Prescription drug coverage (for example, from an employer or union) that’s expected to pay, on average, at least as much as Medicare’s standard prescription drug coverage is considered creditable. People who have this kind of coverage when they become eligible for Medicare can generally keep that coverage without paying a penalty if they decide to enroll in Medicare prescription drug coverage later.
6What is the Coverage gap or “donut hole” (Medicare prescription drug coverage)
A period of time in which you pay higher cost sharing for prescription drugs until you spend enough to qualify for catastrophic coverage. The coverage gap (also called the “donut hole”) starts when you and your plan have paid a set dollar amount for prescription drugs during that year.
7What is an Assignment?
An agreement by your doctor, provider, or supplier to be paid directly by Medicare, to accept the payment amount Medicare approves for the service, and not to bill you for any more than the Medicare deductible and coinsurance.

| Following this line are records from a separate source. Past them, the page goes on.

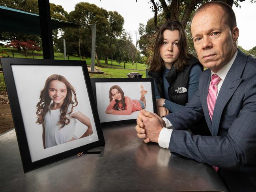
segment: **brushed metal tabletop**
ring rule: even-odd
[[[1,191],[228,191],[213,169],[145,144],[135,124],[103,128],[100,154],[69,157],[24,173],[15,130],[0,135]]]

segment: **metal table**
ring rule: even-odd
[[[228,191],[210,166],[144,143],[135,124],[103,128],[100,154],[69,157],[24,173],[15,130],[0,135],[1,191]]]

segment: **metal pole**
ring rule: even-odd
[[[81,39],[79,39],[79,60],[81,61],[81,51],[80,50],[80,43],[81,43]]]
[[[50,3],[49,0],[38,1],[43,58],[54,59]]]
[[[63,49],[64,50],[64,60],[66,60],[66,40],[63,39]]]
[[[92,56],[91,57],[91,71],[94,71],[94,63],[95,58],[95,46],[96,40],[96,24],[92,24]]]

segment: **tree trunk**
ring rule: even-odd
[[[155,24],[155,30],[156,31],[158,31],[158,30],[159,30],[159,28],[158,27],[158,26],[157,26],[157,7],[154,0],[150,0],[150,1],[154,6],[154,23]]]

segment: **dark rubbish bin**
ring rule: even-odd
[[[138,72],[131,72],[126,75],[128,78],[141,78],[143,75]]]

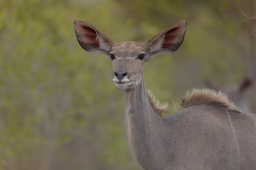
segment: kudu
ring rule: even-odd
[[[112,81],[124,94],[130,150],[144,169],[256,169],[254,115],[242,112],[221,92],[202,89],[188,93],[184,109],[163,117],[164,107],[146,91],[143,64],[180,47],[185,21],[144,43],[114,42],[79,20],[74,27],[83,48],[111,61]]]
[[[252,111],[248,100],[249,92],[247,92],[250,86],[253,85],[253,82],[250,78],[245,78],[239,85],[222,85],[210,78],[205,78],[204,81],[208,88],[217,91],[220,90],[226,94],[228,98],[243,111],[247,113]]]

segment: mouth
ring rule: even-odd
[[[117,78],[113,78],[113,82],[116,87],[118,89],[126,89],[128,86],[132,83],[132,81],[128,78],[123,78],[119,81]]]

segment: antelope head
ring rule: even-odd
[[[141,82],[143,64],[153,57],[176,51],[182,44],[186,23],[182,21],[147,42],[112,41],[93,26],[76,20],[77,40],[85,50],[107,56],[111,61],[113,82],[118,89],[132,89]]]

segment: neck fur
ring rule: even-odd
[[[130,150],[135,159],[143,167],[144,158],[153,161],[156,147],[155,128],[161,118],[154,111],[148,97],[142,74],[140,84],[134,89],[124,90],[125,120]],[[142,164],[144,164],[142,165]]]

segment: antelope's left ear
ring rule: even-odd
[[[77,41],[84,50],[108,55],[113,42],[92,26],[76,19],[74,23]]]
[[[152,38],[146,43],[151,56],[177,50],[183,41],[186,29],[186,22],[182,21]]]

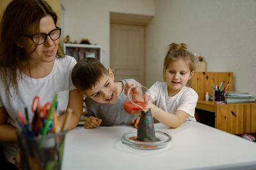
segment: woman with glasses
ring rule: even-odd
[[[10,168],[19,167],[16,136],[18,110],[33,117],[31,104],[52,101],[58,92],[58,113],[73,110],[67,129],[75,127],[83,111],[83,95],[73,85],[70,74],[75,59],[61,52],[61,28],[57,16],[44,0],[13,0],[0,25],[0,143]],[[58,117],[61,125],[66,114]],[[19,154],[17,154],[19,155]],[[1,165],[2,166],[2,164]],[[0,168],[1,169],[1,168]]]

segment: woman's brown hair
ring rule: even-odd
[[[27,62],[29,68],[30,53],[19,47],[17,43],[33,24],[36,23],[39,30],[40,21],[47,15],[52,17],[56,25],[57,15],[44,0],[13,0],[6,8],[0,23],[0,76],[8,92],[10,87],[14,87],[17,92],[18,77],[22,77],[20,63]],[[59,43],[57,57],[63,57],[62,51]]]

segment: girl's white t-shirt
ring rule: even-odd
[[[168,85],[166,82],[156,82],[149,89],[154,104],[161,110],[175,113],[177,110],[182,110],[189,115],[186,120],[196,121],[195,118],[195,109],[198,96],[191,88],[184,87],[174,96],[168,96]]]
[[[56,58],[51,72],[45,77],[34,79],[22,74],[22,80],[18,80],[18,93],[15,93],[14,88],[10,88],[10,94],[0,78],[0,107],[4,107],[8,113],[8,121],[11,125],[20,128],[16,118],[18,110],[25,117],[24,108],[27,107],[29,119],[31,122],[34,114],[31,111],[31,104],[36,96],[40,97],[41,105],[47,102],[52,102],[54,97],[58,92],[58,111],[61,113],[67,110],[69,91],[76,89],[71,80],[71,73],[76,61],[74,57],[66,56],[62,59]],[[3,152],[7,160],[15,164],[13,158],[15,156],[18,145],[3,143]]]

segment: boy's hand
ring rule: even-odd
[[[86,121],[85,121],[84,126],[86,129],[91,129],[95,127],[99,126],[101,124],[102,120],[100,118],[90,117],[87,118]]]
[[[135,85],[135,83],[131,81],[127,81],[125,83],[125,86],[124,87],[124,94],[127,96],[128,90],[132,85]]]
[[[134,127],[138,128],[138,125],[139,124],[140,117],[138,117],[136,120],[132,120],[132,124],[134,125]]]

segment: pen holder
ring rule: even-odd
[[[22,169],[61,169],[67,132],[31,138],[18,131]]]
[[[225,103],[225,91],[214,90],[214,102]]]

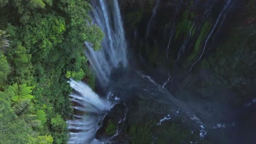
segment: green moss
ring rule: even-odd
[[[188,10],[185,11],[182,15],[181,21],[177,24],[175,39],[177,39],[180,35],[187,34],[189,33],[193,26],[193,20],[194,17],[194,13],[189,13]],[[191,36],[194,36],[194,34],[195,32],[192,33]]]
[[[188,62],[194,60],[196,56],[197,56],[200,52],[200,47],[202,46],[203,40],[206,38],[210,29],[211,24],[207,21],[205,22],[202,27],[199,35],[196,39],[193,51],[188,58]]]

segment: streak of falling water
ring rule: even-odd
[[[158,5],[159,5],[160,1],[161,0],[158,0],[158,1],[156,2],[156,4],[155,5],[155,7],[154,7],[154,9],[153,10],[152,16],[151,16],[150,19],[148,22],[148,27],[147,28],[146,39],[148,38],[148,35],[149,34],[149,31],[150,31],[152,26],[151,25],[152,24],[154,18],[155,17],[155,15],[156,14],[156,11],[158,10]]]
[[[98,51],[94,50],[90,43],[86,41],[85,55],[99,82],[104,86],[109,80],[113,68],[120,63],[124,67],[127,65],[127,43],[118,1],[92,1],[92,5],[94,9],[91,17],[105,37],[102,48]]]
[[[100,143],[95,140],[98,123],[104,113],[110,110],[111,105],[108,101],[94,93],[85,83],[73,80],[69,82],[74,90],[70,95],[71,100],[79,104],[74,106],[74,109],[86,114],[67,122],[71,131],[68,143],[91,143],[92,142],[93,143]]]
[[[206,46],[208,44],[208,41],[209,40],[211,39],[212,37],[212,35],[214,33],[214,32],[216,31],[216,28],[217,26],[219,25],[219,23],[222,23],[221,21],[224,21],[226,17],[226,14],[228,13],[230,8],[232,7],[232,0],[228,0],[226,1],[226,3],[225,4],[225,5],[223,7],[223,9],[222,9],[222,11],[220,11],[220,13],[219,15],[219,16],[218,19],[216,20],[216,22],[215,22],[214,25],[212,27],[212,29],[211,30],[211,32],[210,32],[209,34],[208,35],[206,39],[205,40],[205,45],[203,46],[203,51],[202,52],[202,53],[201,54],[200,56],[198,58],[198,59],[191,66],[190,69],[189,69],[189,71],[191,71],[194,68],[194,67],[196,64],[196,63],[199,62],[201,60],[201,58],[202,58],[202,56],[203,55],[203,53],[205,53],[205,49],[206,47]],[[224,15],[224,16],[223,16]]]

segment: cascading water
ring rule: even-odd
[[[124,67],[127,65],[126,42],[117,0],[109,1],[109,5],[104,0],[92,2],[94,9],[91,17],[106,35],[102,47],[98,51],[94,51],[93,45],[85,41],[85,55],[98,81],[105,86],[109,80],[113,68],[120,64]],[[71,131],[68,143],[103,143],[96,140],[95,136],[98,123],[110,109],[110,103],[100,98],[84,82],[71,80],[70,85],[74,90],[70,95],[75,104],[73,108],[85,114],[83,116],[75,116],[74,120],[67,122]]]
[[[156,10],[158,10],[158,5],[159,5],[160,1],[161,0],[158,0],[155,6],[155,7],[154,7],[154,9],[153,10],[152,16],[151,16],[150,19],[149,20],[149,21],[148,22],[148,27],[147,28],[146,39],[148,38],[149,34],[149,31],[150,30],[152,22],[153,22],[153,21],[154,20],[154,18],[155,17],[155,15],[156,14]]]
[[[72,131],[68,143],[88,143],[94,140],[98,123],[110,109],[110,104],[95,93],[85,83],[71,80],[70,85],[74,90],[70,95],[71,100],[77,104],[73,108],[85,115],[68,121],[68,128]]]
[[[109,5],[103,0],[92,1],[94,9],[91,17],[105,33],[102,49],[95,51],[93,46],[85,43],[85,52],[92,68],[102,85],[109,81],[111,70],[119,64],[127,65],[126,41],[117,0],[109,1]]]

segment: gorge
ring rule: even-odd
[[[98,51],[85,41],[85,55],[101,96],[70,81],[84,113],[67,122],[68,143],[256,142],[246,1],[92,1],[88,25],[105,35]]]

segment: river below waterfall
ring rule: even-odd
[[[74,90],[71,99],[78,112],[74,119],[67,122],[71,131],[68,143],[252,143],[246,142],[253,141],[250,135],[254,133],[251,128],[254,118],[249,115],[255,114],[255,99],[234,107],[233,91],[217,87],[213,88],[216,100],[196,97],[193,92],[179,97],[175,89],[166,88],[173,80],[171,76],[160,82],[158,77],[163,77],[162,73],[156,71],[149,76],[137,68],[132,62],[136,59],[127,54],[129,45],[118,2],[107,1],[92,1],[93,22],[88,24],[96,24],[104,32],[102,49],[95,51],[89,41],[85,43],[85,55],[97,78],[96,92],[83,82],[70,81]],[[152,23],[160,1],[156,1],[145,28],[147,37],[154,27]],[[224,4],[216,25],[225,19],[231,1]],[[216,25],[208,37],[216,31]],[[188,39],[193,28],[189,28]],[[170,42],[167,43],[168,53]],[[248,131],[243,133],[245,130]]]

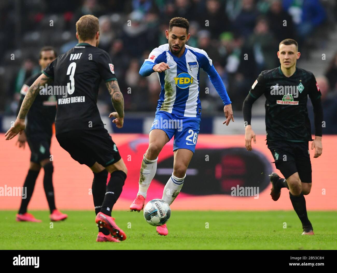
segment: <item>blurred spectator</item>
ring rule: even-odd
[[[99,47],[109,51],[115,33],[111,28],[111,22],[109,16],[101,16],[99,21]]]
[[[129,17],[129,20],[123,26],[121,37],[124,44],[124,54],[132,57],[139,57],[151,41],[148,38],[144,14],[140,11],[132,11]]]
[[[217,42],[211,41],[211,33],[208,30],[201,30],[198,32],[198,47],[205,50],[211,59],[218,60],[220,55]]]
[[[292,18],[283,9],[280,0],[273,0],[269,11],[267,13],[269,27],[278,40],[280,42],[288,38],[296,39]]]
[[[98,18],[102,14],[102,9],[97,0],[84,0],[75,12],[74,19],[75,23],[83,15],[91,14]]]
[[[325,76],[329,81],[329,85],[333,91],[337,91],[337,52],[330,62],[325,72]]]
[[[269,31],[265,19],[260,19],[257,21],[247,43],[254,51],[258,70],[272,69],[278,66],[275,51],[277,43],[273,34]]]
[[[201,28],[208,31],[212,39],[217,39],[222,32],[230,30],[229,21],[224,10],[224,7],[220,1],[207,0],[206,10],[198,16]],[[219,24],[219,22],[221,23]]]
[[[247,36],[253,32],[258,13],[253,0],[242,0],[241,11],[234,22],[234,27],[237,33]]]
[[[293,17],[297,34],[302,38],[324,20],[325,12],[318,0],[283,0],[284,9]]]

8Are doctors permitted to charge more than the Medicare approved-amount?
If you have Original Medicare, and the amount a doctor or other health care provider is legally permitted to charge is higher than the Medicare-approved amount, the difference is called the “excess charge”.
9What is custodial care?
Non-skilled personal care, like help with activities of daily living like bathing, dressing, eating, getting in or out of a bed or chair, moving around, and using the bathroom. It may also include the kind of health-related care that most people do themselves, like using eye drops. In most cases, Medicare doesn’t pay for custodial care.